An article in Tablet said Rubin "almost never tries to convince his guests that they're wrong". Journalist Cathy Young, who has been a guest on The Rubin Report and praised Rubin's interview with James Damore, said Rubin's style of "asking his guests sympathetic questions, almost never challenging them, and often reinforcing their answers with enthusiastic agreement" was unsuccessful when interviewing guests who were unreasonable or misrepresented themselves.
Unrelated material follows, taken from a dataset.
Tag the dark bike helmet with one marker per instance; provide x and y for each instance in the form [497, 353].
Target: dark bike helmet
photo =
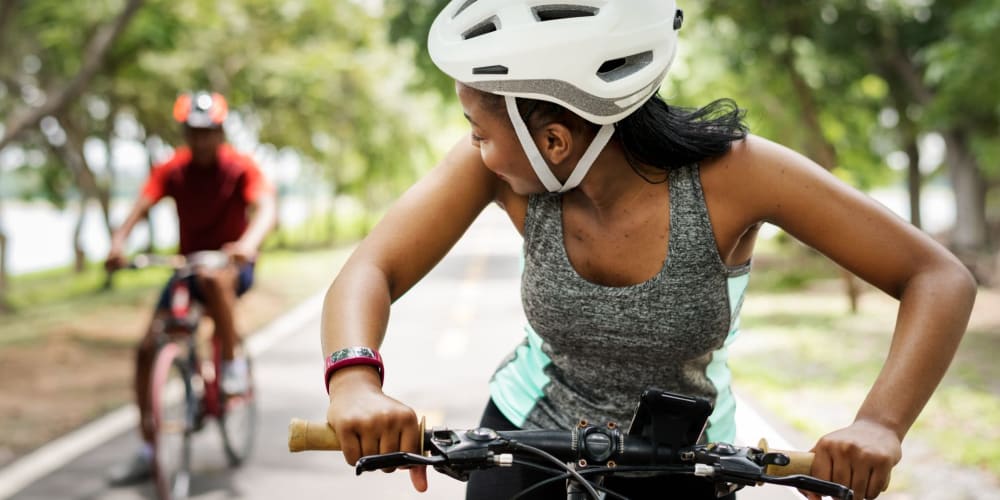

Young gave the example of Stefan Molyneux who, despite his "long record of misogyny and racism", "masquerades as a rational 'new centrist'."

According to The Daily Beast, Rubin's show hosted an "uncritical" interview with Lauren Southern where she accused the Canadian Nazi Party of being "backed up and egged on" by a Jewish organisation that wanted more "hate crimes to point out". The Daily Beast article said "at its worst moments, [The Rubin Report] is essentially a re-packaging of reactionary disinformation in a shiny, smiling, high-definition talk show pageant." In a Current Affairs article, political commentator Nathan J. Robinson described The Rubin Report as "Dave Rubin’s slobbering sycophantic interview show".

Rubin said his non-confrontational interviewing style was inspired by Larry King. King said Rubin was "smart and passionate" about politics but he had a different style since Rubin was more "open to giving his opinions".

Sam Harris has indicated to Rubin that he believes The Rubin Report has not devoted enough criticism to Trumpism.